B. Borrower acquired the Honesdale water system by merger on October 1, 2008. The system owners had been presented with a Consent Order and Agreement by Pennsylvania Department of Environment Protection (DEP) to treat or abandon the Quarry Well that from time to time had tested above the Maximum Contaminant Level for arsenic. The Consent Order and Agreement was never fully executed. Borrower has received a permit to construct treatment at the well. Construction is underway and due to be complete at the end of 2009.
C. Borrower acquired the assets of the Emlenton water system in 2008. DEP had issued orders to the former owners of the system. Prior to the acquisition, Borrower entered into a Consent Order and Agreement with DEP to bring this system into compliance. Borrower has made substantial improvements to the system, has designed and bid a project for a new treatment plant, and is in compliance with the terms of the COA.

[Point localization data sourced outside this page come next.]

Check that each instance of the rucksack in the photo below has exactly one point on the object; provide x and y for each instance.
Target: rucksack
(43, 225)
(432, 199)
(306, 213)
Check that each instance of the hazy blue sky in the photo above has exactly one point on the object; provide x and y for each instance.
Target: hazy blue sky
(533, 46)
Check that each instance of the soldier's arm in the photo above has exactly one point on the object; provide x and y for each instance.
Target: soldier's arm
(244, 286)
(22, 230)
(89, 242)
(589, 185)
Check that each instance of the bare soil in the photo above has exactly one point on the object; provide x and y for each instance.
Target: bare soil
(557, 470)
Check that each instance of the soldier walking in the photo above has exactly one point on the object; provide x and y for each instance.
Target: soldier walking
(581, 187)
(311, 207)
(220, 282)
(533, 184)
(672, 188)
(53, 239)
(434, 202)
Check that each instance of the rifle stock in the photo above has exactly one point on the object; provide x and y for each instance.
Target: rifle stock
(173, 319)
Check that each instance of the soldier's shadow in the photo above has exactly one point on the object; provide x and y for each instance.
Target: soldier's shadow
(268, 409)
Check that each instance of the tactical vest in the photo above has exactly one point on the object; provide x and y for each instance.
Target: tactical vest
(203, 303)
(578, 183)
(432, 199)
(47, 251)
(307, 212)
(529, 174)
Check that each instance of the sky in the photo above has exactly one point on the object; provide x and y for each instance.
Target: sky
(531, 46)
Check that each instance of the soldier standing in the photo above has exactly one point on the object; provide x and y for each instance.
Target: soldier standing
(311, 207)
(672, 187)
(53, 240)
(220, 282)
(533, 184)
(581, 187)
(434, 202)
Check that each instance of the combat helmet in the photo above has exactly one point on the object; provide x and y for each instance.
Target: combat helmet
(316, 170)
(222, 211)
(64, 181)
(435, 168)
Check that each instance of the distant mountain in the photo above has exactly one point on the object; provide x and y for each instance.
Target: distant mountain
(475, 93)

D. In 2009, Borrower was designated by DEP and the Pennsylvania Public Utilities Commission as the owner of assets of Washington Park water and wastewater systems. Borrower entered into a Consent Order and Agreement with DEP to bring these systems into compliance. Borrower has already made improvements to the system and is in compliance with the COA.

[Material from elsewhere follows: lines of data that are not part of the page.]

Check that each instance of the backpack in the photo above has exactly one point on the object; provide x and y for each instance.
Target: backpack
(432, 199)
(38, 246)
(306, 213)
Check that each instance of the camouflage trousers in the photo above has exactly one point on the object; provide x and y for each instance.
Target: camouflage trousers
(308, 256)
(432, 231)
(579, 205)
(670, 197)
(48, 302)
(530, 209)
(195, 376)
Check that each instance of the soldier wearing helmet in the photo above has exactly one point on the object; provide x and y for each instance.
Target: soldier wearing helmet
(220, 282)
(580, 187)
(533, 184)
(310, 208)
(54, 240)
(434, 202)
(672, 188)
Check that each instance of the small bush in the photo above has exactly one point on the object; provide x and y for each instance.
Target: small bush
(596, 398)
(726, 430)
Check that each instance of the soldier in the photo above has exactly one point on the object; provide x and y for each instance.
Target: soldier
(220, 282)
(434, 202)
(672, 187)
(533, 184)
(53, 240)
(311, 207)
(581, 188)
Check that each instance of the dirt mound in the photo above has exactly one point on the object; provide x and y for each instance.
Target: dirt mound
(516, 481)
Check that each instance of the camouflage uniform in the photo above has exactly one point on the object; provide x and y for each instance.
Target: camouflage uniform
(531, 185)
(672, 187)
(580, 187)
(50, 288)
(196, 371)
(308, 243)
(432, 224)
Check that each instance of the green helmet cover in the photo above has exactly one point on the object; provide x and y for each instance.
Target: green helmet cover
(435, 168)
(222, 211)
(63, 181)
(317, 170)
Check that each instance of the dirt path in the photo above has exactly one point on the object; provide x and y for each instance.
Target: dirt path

E. In its water treatment process, Borrower uses chemicals, including chlorine and caustic soda, which are listed as hazardous substances. These chemicals are, in all material respects, stored and used at Borrower’s plants and facilities in accordance with the environmental laws.
F. Borrower operates a central laboratory at its Bryn Mawr facility for analysis of drinking water samples. To perform required analyses, Borrower maintains small quantities of solvents, reagents and chemical standards, some of which are listed as hazardous substances. These materials, in all material respects, are stored and used in compliance with the environmental laws.